VirtualBox + Ubuntu + SSH + x11

My hands got itchy today, so I thought of having Unix available remotely, since I do almost everything remotely. I had an old version of VirtualBox (1.6 I think) installed on one of my (remote) Windows box, so I downloaded an Ubuntu 8.10 image and threw it in as a guest. It installed perfectly, and had immediate network access, but the guest additions wouldn’t work. At first it appeared to be a privilege problem, so I went to Terminal and ran the following:

cd /media/cdrom
sudo ./VBox-LinuxAdditions.run

and it failed with an Xorg can’t be installed error. So I pulled the new VirtualBox 2.1.2 and did the same thing, this time it passed without a glitch. The additions are like “drivers” for the VirtualBox “hardware”, giving the guest a larger screen resolution than 800×600.
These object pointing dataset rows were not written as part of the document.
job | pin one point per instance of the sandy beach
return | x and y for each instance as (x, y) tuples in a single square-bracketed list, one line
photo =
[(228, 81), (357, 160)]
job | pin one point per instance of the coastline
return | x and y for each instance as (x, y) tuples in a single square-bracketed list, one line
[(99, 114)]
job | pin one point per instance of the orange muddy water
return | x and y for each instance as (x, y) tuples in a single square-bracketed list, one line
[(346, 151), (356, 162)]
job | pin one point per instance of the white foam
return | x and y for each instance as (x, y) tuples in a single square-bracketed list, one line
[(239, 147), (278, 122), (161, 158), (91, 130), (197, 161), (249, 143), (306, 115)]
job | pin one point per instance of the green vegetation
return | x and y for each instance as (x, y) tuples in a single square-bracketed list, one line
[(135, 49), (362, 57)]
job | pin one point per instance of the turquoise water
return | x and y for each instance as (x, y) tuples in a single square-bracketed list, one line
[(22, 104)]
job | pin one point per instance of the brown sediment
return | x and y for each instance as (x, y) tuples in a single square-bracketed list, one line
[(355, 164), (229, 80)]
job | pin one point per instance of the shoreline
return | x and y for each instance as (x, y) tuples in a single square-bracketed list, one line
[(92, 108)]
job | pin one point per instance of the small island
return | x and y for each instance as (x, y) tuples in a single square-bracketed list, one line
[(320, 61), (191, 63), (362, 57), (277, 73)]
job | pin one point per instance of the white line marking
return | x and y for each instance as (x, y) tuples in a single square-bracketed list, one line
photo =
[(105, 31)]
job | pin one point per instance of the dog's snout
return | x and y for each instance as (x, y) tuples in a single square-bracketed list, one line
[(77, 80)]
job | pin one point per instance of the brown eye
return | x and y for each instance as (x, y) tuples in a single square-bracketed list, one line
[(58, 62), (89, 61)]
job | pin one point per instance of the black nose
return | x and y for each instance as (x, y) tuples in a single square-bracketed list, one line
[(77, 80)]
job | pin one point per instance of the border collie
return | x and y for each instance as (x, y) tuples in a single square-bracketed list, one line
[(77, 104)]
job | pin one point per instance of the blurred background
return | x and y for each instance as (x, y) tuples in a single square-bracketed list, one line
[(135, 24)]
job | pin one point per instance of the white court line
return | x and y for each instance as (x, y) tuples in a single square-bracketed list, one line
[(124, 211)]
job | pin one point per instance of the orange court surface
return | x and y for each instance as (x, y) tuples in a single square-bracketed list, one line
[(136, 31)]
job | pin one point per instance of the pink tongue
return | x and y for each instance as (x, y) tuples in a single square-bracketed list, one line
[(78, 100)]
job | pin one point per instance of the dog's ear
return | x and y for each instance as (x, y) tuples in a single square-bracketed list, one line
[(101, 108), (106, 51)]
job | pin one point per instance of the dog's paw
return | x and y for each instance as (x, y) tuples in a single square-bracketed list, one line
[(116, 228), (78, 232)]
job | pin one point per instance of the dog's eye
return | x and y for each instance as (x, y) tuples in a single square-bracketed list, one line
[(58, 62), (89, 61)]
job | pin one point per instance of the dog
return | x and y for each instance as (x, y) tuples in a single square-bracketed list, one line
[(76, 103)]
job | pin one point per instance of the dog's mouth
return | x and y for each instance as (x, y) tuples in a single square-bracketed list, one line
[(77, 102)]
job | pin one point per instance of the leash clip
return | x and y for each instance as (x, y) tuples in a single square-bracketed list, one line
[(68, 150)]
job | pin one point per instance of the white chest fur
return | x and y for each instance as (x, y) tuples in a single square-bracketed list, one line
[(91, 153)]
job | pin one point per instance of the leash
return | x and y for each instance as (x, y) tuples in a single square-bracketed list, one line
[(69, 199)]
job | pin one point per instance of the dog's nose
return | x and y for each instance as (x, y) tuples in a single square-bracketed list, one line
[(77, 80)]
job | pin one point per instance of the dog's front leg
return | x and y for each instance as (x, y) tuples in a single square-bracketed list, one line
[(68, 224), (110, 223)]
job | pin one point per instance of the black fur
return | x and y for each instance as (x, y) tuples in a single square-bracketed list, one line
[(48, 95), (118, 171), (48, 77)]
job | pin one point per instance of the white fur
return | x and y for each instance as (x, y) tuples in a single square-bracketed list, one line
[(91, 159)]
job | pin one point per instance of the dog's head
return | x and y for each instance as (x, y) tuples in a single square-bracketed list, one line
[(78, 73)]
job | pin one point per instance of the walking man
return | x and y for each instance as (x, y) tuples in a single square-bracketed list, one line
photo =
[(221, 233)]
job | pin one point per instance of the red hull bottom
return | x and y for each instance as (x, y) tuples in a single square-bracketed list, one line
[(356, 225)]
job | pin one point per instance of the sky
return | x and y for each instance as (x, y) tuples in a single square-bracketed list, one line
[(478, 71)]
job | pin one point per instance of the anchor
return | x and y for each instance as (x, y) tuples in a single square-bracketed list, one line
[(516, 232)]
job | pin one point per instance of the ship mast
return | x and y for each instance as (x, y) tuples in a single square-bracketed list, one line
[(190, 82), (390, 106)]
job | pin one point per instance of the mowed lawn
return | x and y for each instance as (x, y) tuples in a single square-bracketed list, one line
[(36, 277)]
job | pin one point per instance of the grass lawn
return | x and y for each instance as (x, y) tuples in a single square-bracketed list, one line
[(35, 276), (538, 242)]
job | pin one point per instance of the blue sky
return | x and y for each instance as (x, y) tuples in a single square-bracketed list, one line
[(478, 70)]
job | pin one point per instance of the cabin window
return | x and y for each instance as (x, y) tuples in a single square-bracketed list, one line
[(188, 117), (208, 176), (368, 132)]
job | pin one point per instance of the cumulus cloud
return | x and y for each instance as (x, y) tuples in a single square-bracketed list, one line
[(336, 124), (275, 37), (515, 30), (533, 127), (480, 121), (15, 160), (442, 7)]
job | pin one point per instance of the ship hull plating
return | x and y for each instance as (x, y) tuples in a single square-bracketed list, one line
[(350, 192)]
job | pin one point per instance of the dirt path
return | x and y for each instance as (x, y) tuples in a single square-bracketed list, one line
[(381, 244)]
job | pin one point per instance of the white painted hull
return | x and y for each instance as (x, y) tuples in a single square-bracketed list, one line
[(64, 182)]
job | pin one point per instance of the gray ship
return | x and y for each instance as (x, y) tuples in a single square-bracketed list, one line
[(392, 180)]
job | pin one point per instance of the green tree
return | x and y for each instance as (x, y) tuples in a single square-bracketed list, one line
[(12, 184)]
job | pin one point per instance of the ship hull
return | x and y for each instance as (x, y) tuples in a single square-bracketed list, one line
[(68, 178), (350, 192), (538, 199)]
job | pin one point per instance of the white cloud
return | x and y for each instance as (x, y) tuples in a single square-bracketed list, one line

SSH was a breeze too, with this line:

sudo apt-get install openssh-server

Now problem 2 was getting the Guest machine to accept incoming connections. And this guy gave the best solution for me:

> cd \Program Files\Sun\xVM VirtualBox
> VBoxManage setextradata Intrepid 
VBoxInternal/Devices/pcnet/0/LUN#0/Config/ssh/HostPort 22
> VBoxManage setextradata Intrepid 
VBoxInternal/Devices/pcnet/0/LUN#0/Config/ssh/GuestPort 22
> VBoxManage setextradata Intrepid 
VBoxInternal/Devices/pcnet/0/LUN#0/Config/ssh/Protocol TCP

This sets up port forwarding such that incoming connections on port 22 on my Windows host will go into the Ubuntu guest, which hosts the SSH server. All was good, after a VM restart and I could PuTTY in smoothly.

Next, problem 3. I had Xming installed, but wasn’t very sure how to use it. I had hoped it wouldn’t be difficult to use or configure. Fortunately, Wikipedia had a nice link to a video tutorial for my exact situation.

The steps:

  1. Install Xming with Portable PuTTY. Make sure the Xming server is started.
  2. On the Intrepid guest, edit /etc/ssh/sshd_config, search and make sure “X11Forwarding yes” is uncommented. For my case this was already forwarded by default, so I didn’t even bother to restart my sshd.
  3. Fire up your PuTTY, go to the SSH > X11 tab, Enable X11 forwarding and specify “localhost:0” as the X display location. Connect to the Ubuntu guest.
  4. Start up a GUI application, such as “gedit &”.

In X11, the client is the Unix machine, and the server is the display where the GUI will appear.

Now I have what I wanted, it was fun, I hope some point in time I’d need such a configuration. Probably when I need quick Unix access for testing. Otherwise it’ll be for helping to answer other people’s Unix questions!